Alibaba Group Holding may price its initial public offering about 22 percent below analyst valuations, according to a survey of estimates, a move that could avoid repeating the listing flop of Facebook.
China's biggest e-commerce company may set the IPO value at $154 billion, according to the average estimate of five analysts surveyed by Bloomberg. Those same analysts see the company's post-listing valuation as $198 billion.
Alibaba's IPO may be the biggest in U.S. history when it lists on the New York Stock Exchange as the company attracts investors keen to tap into the surging Chinese economy and the world's biggest pool of Internet users. Valuations of the company surged from $62.5 billion about a year ago after earnings nearly tripled, with a listing discount seen as a way to avoid the plunge that greeted Facebook's debut in 2012, said Li Yujie, an analyst at RHB Research Institute Sdn Bhd in Hong Kong.
Discount to investors
"Alibaba is raising so much money, for the market to support that, it's logical that it provides some discount to investors at the time of the IPO," Li said. "It has a lot of potential, but investors want to see a few quarters of results and also see how the company will strategically place itself."
Li said Alibaba, based in Hangzhou, could have a valuation of $200 billion, though it might be $50 billion short of that at the time of the IPO pricing.
Florence Shih, a Hong Kong-based spokeswoman for Alibaba, declined to comment.
The IPO is set to eclipse Facebook's as the biggest in the technology sector, when the owner of the world's largest social network raised $16 billion in 2012 selling stock at $38 apiece. Alibaba will wait until September to conduct the IPO, a person with knowledge of the matter said.
Facebook had a price tag of $104 billion at the time of its IPO and went on to lose half its market value as investors worried about slowing growth and the company's mobile strategy. The stock has since recovered.
"We believe the biggest controversies on Alibaba are around mobile monetization, the evolution of margins, and capital allocation," said Carlos Kirjner, a New York-based analyst at Sanford C. Bernstein & Co.
An IPO pricing for Alibaba of about $150 billion "would be attractive," said Kirjner, who values the company at as much as $210 billion.
Alibaba may be worth $187 billion, according to a survey of 11 analysts by Bloomberg, including those who didn't expect an IPO discount. The company was valued at $168 billion in an April survey of 10 analysts.
The company, which filed for its U.S. IPO in May, could sell a 12 percent stake, according to people familiar with the matter. That would mean Alibaba could raise as much as $18 billion at the discounted analyst valuation or more than $22 billion at the higher estimates.
Yahoo, Alibaba's second-largest shareholder, last week said it will return half the cash it reaps from the IPO to shareholders after scaling back the amount of stock it plans to sell. The Sunnyvale-based Web portal has a stake of about 23 percent, while SoftBank, the Japanese wireless carrier, owns more than 30 percent.

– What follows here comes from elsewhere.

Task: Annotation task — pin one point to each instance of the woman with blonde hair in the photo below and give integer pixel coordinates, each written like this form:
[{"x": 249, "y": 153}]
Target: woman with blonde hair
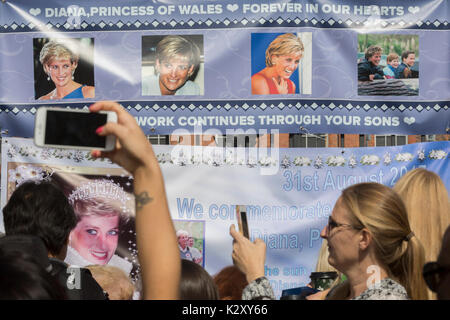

Alibaba and its backers are likely to account for more of the IPO and make up the difference, people with knowledge of the matter have said.
Gene Munster, an analyst at Piper Jaffray, topped the estimated valuations at $221 billion. Alibaba's profit rose 32 percent to $893 million in the March quarter.
Alibaba operates platforms including Taobao Marketplace and Tmall.com that connect retail brands with consumers. The Chinese company makes most of its sales from commissions and advertising.
Alibaba's effort to attract smartphone users is a key plank of its growth strategy, and the company had 163 million mobile monthly active users in March, according to its filing to the U.S. Securities and Exchange Commission.
Mobile transactions accounted for 27.4 percent of Alibaba's total transactions in the three months ended March, up from 19.7 percent in the previous quarter, according to its filing.
China has 618 million Internet users, greater than the population of any other country except India, and could exceed 850 million by 2015, according to government data. McKinsey & Co. predicts online retailing in the world's second-largest economy will reach $395 billion next year, triple its 2011 level.